Fernandinho Beira-Mar pagava dois milhões de pesos aos camponeses pela coca, por 600 quilos por semana, e às Farc mais um milhão por cada quilo, para cristalizá-la. Vendia o quilo de cocaína por U$ 3.500 no Brasil. A operação exigia um vôo que custava U$ 15.000, mais U$ 15.000 pelo aluguel da pista de aterrissagem. Mais U$ 25.000 para o piloto e U$ 5.000 para o co-piloto. Fernandinho, que também fornecia munição à guerrilha marxista, chegou a entregar-lhes 150 mil caixas de balas, com 20 balas cada uma. Segundo o narcotraficante brasileiro, as Farc não têm ideologia, Estão ali pela grana, se tornaram capitalistas e só querem a grana, a grana, a grana….

O ex-vereador Leopoldo Paulino pensa diferente. Não é a eleição que vai resolver, é a revolução. Hoje no Brasil não há condição de fazer uma revolução armada, mas na Colômbia não é assim. Eles têm um exército organizado”. Este exército redentor são as Farc, é claro.

ONU, árabes ou suecos podem permitir-se uma posição dúbia. Ser benevolente com o terror distante é fácil. Mais difícil é aceitá-lo quando se vive sob sua mira. O PT, herdeiro das mais sinistras ditaduras do século, sente-se naturalmente atraído pela narcoguerrilha marxista. Tenta então desvencilhar-se do aliado inconveniente. Ocorre que o terror está em seu DNA. E produz reflexos condicionados.

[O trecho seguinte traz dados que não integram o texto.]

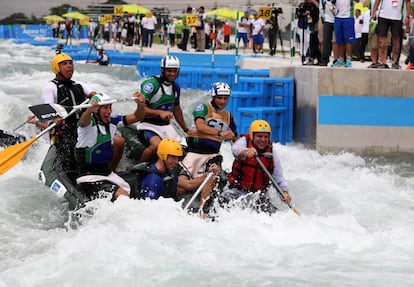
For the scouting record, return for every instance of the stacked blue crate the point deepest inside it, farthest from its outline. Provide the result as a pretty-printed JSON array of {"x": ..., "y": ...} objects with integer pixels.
[
  {"x": 275, "y": 106},
  {"x": 282, "y": 96}
]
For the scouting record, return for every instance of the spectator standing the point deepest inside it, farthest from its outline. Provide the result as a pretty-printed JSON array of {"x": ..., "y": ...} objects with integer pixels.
[
  {"x": 366, "y": 16},
  {"x": 186, "y": 30},
  {"x": 171, "y": 32},
  {"x": 68, "y": 29},
  {"x": 226, "y": 32},
  {"x": 257, "y": 31},
  {"x": 358, "y": 34},
  {"x": 200, "y": 34},
  {"x": 344, "y": 32},
  {"x": 106, "y": 32},
  {"x": 62, "y": 28},
  {"x": 326, "y": 9},
  {"x": 148, "y": 25},
  {"x": 131, "y": 29},
  {"x": 390, "y": 17},
  {"x": 243, "y": 28},
  {"x": 124, "y": 31}
]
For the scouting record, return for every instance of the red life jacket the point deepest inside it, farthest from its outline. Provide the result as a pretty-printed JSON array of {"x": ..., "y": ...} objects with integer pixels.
[{"x": 247, "y": 175}]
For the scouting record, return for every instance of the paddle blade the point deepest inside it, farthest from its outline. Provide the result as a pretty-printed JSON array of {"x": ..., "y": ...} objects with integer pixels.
[
  {"x": 47, "y": 112},
  {"x": 10, "y": 156}
]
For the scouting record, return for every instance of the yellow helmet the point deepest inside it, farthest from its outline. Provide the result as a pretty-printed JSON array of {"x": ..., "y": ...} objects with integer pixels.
[
  {"x": 167, "y": 147},
  {"x": 59, "y": 58},
  {"x": 259, "y": 126}
]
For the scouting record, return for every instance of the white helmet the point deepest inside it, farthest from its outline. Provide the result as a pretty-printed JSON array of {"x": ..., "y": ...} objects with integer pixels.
[
  {"x": 220, "y": 89},
  {"x": 101, "y": 97},
  {"x": 170, "y": 62}
]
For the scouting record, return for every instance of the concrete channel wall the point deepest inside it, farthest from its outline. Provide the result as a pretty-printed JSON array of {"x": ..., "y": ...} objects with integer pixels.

Todo leitor adulto deve lembrar-se do belíssimo filme de Kubrick, Dr. Strangelove. No papel-título, temos um cientista alemão paraplégico refugiado nos Estados Unidos, cujo braço direito conserva ainda reflexos dos dias do Reich. Esporadicamente, o braço se ergue em saudação nazista, e Strangelove precisa segurá-lo com a mão esquerda. É o que ocorre com os petistas. Podem reivindicar os melhores propósitos, fazer juras de bom comportamento, mas volta e meia o braço totalitário não resiste e saúda o terror. Como aconteceu na semana passada, quando o PT, au grand complet, prestou homenagens de herói ao terrorista João Amazonas.

Não é conveniente, em ano eleitoral, falar de Fernandinho. Felizmente, vivemos dias de Internet, onde sempre há uma brecha para conjurar o silêncio obsequioso da grande imprensa.